A scholar's son was convicted Thursday of using online aliases to harass and discredit his father's detractors in a heated academic debate over the origins of the Dead Sea Scrolls.
A Manhattan jury found Raphael Golb guilty of 30 counts against him, including identity theft, forgery and harassment. He was acquitted of one count of criminal impersonation.
Golb didn't react as he heard the verdict in the unusual criminal trial over claims of Internet impersonation – even more unusual because of its arcane subject. He said outside court he wasn't surprised by the verdict, because he felt the judge's instructions to the jury were biased. He planned to appeal. As he sat on a bench, he said: "I'm stoic."
"I'm looking forward to the appeal," he said. "But not with joy, just because that is what happens next."
Prosecutors said Golb, 50, used fake e-mail accounts and wrote blog posts under assumed names to take his father's side in an obscure but sharp-elbowed scholarly dispute over the scrolls' origins. Golb acknowledged on the stand that he crafted the e-mails and blog posts, but said the writings amounted to academic whistle-blowing and blogosphere banter – not crime. He said he was using irony, satire and parody to expose a plagiarist.
Defense Attorney Ron Kuby said the case was a clear violation of the First Amendment.
"Today what happened was the District Attorney of New York County and the trial court made hurting somebody's feelings a criminal act," he said. "And in New York, hurting people's feelings or being annoying is not a crime, we call that Monday."
The jury deliberated about five hours. Golb was acquitted of impersonating one scholar, but convicted of identity theft, harassment and criminal impersonation of Dr. Lawrence Schiffman, a longtime rival of his father's whom he said plagiarized research and was never punished. Schiffman took the case to authorities.
Golb's father and Schiffman, who is chairman of New York University's Skirball Department of Hebrew and Judaic Studies have long disagreed on the origins of the texts. Schiffman says they were assembled by a sect known as the Essenes. Norman Golb, a University of Chicago professor, believes the writings to be the work of a range of Jewish groups and communities.
Scholars are split on the debate; there are supporters of both arguments.
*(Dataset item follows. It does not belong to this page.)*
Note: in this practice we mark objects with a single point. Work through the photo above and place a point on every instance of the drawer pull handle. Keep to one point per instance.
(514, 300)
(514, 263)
Raphael Golb, a linguistics scholar and lawyer with degrees from Oberlin College, Harvard University and NYU, said he was angry the plagiarism accusations were never brought to light and that his father's theory was being smeared online.
Golb created an account under Schiffman's name and sent messages from it to Schiffman's students and colleagues. They pointed to blog posts about the plagiarism allegation and asked the recipients to help keep it quiet. "This is my career at stake," some of the e-mails said.
The blog posts, too, were Raphael Golb's work under other names, prosecutors said. They said he also opened up e-mail accounts in the names of other scholars of the Dead Sea Scrolls.
Schiffman denies copying Norman Golb's work and says he's never had a personal problem with the Chicago historian.
He said in a statement Thursday that he was appreciative of the work on the case.
"Let us hope that the field of Dead Sea Scrolls research can get back to its real business – interpreting the ancient scrolls and explaining their significance for the history of Judaism and the background of early Christianity," he said.
Jurors left without speaking to reporters. During the three-week trial, they were given a history lesson on the more than 2,000-year-old documents, found in caves in Israel in the 1940s by a Bedouin shepherd searching for a lost goat. The texts contain the earliest known versions of portions of the Hebrew Bible and have provided important insight into the history of Judaism and the beginnings of Christianity.
Access to the scrolls was tightly controlled by a group known as the monopoly. Jewish scholars – including Norman Golb – were not allowed to evaluate them. The controlled access to the scrolls continues, Golb argued during his testimony. He said his father was excluded from participating in workshops and museum exhibits on the texts while other more popular scholars were invited.
District Attorney Cyrus R. Vance said stealing money isn't the only type of identity fraud.
"Using fictitious identities to impersonate victims is not what open academic debate seeks to foster," he said.
Golb faces at least four years in prison on the top charge when he is sentenced Nov. 18. He is free until then.
While Internet impersonation claims have generated lawsuits, prosecutions are rare unless phony identities are used to steal money, experts say.
In one high-profile prosecution, Missouri mother Lori Drew was accused of helping her daughter and a friend pose as a teen boy on MySpace to send hurtful messages to a 13-year-old neighbor girl. The girl committed suicide.
A federal jury in California, where MySpace has its servers, convicted Drew of misdemeanor counts of accessing computers without authorization. A judge overturned the verdict and acquitted her.
Associated Press Writer Jennifer Peltz contributed to this report.